È lui a svelare che i genitori, altoborghesi e benestanti, hanno finito per creare una comune nella villa di Chelsea. Le cose non sono finite affatto bene.
«Qualche anno fa i giornali scrissero di un tizio che negli anni Sessanta a Londra era diventato il guru di una sorta di pseudo religione orientale. A un certo punto scomparve, non se ne seppe più nulla. Si è scoperto che insieme ad alcuni dei suoi fedelissimi, uomini, donne e bambini si era auto segregato in una casa di Londra, senza avere praticamente nessun contatto con l’esterno per quarant’anni.
Non è un caso che questo tipo di storia, che spesso finisce in tragedia, sia diventata un topos letterario e cinematografico. Il fatto che questi piccoli, buffi ometti possano acquisire così tanta influenza sugli altri da costringerli a far loro da schiavi, a sacrificare la loro vita, ha qualcosa di estremamente affascinante per uno scrittore».
Gli unici che paiono immuni alla manipolazione sono i bambini, i veri eroi della storia.
«Il rapporto di fiducia del bambino nei confronti dell’adulto che dovrebbe amarlo e proteggerlo si spezza quando capisce che quell’adulto ha delegato tutto il suo potere a qualcun altro. Ho letto più di un memoir di uomini e donne cresciuti all’interno di una setta: la precoce consapevolezza di doversi salvare da soli è un elemento costante».
Per mettersi in salvo talvolta si compiono azioni non esemplari.
«Non giudico mai i miei personaggi, lascio loro il beneficio del dubbio. Da lettrice, è un tratto che apprezzo molto nei mistery».
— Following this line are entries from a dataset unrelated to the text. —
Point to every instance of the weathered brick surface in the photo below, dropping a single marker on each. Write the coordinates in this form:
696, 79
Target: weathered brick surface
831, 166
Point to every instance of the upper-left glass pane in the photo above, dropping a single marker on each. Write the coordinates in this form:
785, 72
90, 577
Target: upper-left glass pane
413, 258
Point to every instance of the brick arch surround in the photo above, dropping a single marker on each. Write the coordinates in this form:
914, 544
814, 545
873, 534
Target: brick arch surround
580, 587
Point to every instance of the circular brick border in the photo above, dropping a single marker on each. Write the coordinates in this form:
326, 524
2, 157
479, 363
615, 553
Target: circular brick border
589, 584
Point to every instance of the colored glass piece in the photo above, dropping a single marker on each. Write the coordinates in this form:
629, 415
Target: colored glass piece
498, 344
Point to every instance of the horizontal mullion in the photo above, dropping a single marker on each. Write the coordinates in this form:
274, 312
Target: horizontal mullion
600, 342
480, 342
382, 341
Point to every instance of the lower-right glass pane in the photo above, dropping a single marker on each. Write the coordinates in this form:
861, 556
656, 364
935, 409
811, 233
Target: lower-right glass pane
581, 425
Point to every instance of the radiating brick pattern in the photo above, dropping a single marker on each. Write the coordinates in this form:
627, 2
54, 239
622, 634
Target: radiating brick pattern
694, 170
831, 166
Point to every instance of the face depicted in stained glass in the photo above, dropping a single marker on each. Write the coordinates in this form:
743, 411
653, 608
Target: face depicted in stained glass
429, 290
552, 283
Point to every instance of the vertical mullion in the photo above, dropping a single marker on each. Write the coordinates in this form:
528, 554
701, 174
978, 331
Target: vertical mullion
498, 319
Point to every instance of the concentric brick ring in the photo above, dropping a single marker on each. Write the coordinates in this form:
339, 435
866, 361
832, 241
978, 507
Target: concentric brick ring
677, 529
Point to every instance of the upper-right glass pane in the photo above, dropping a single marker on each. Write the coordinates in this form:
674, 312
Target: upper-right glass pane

A proposito di mistery. Si sente erede della grande tradizione inglese?
«Non saprei. Non sono andata all’università, non ho avuto un’educazione letteraria. Quando ero bambina a casa mia non c’erano libri; per leggere si andava alla biblioteca di quartiere. Lì ho scoperto Il giardino segreto, le Cronache di Narnia , poi Agatha Christie. L’ho letta tutta, quando ero ragazzina: la divisione tra le classi sociali, il suo modo di tratteggiare i personaggi di sicuro hanno avuto un’influenza su di me. Del resto, non penso che uno scrittore inglese possa sfuggire al nostro modo di vivere la comunità e i suoi contrasti. Qui è tutto alla luce del sole come ai tempi di Miss Marple e Poirot: la vita dei privilegiati e quella di chi non lo è».
Ai suoi romanzi, che sono gialli senza sangue, si applica spesso l’etichetta "thriller psicologico". Il genere è molto popolare di questi tempi. Si è chiesta perché?
«La vita di molti di noi è tutto sommato quieta e pacifica; il thriller psicologico ci permette di mettere in scena in modo vicario e dunque innocuo il worst case , lo scenario peggiore possibile, l’incubo che questa nostra sicurezza sia improvvisamente minacciata. La trama del libro ci porta nella crisi ma ci fa anche trovare la soluzione prima della parola fine: il mistero sarà risolto, il colpevole sarà punito, tutte le domande troveranno una risposta. Cosa c’è di meglio per una società ossessionata dal controllo?».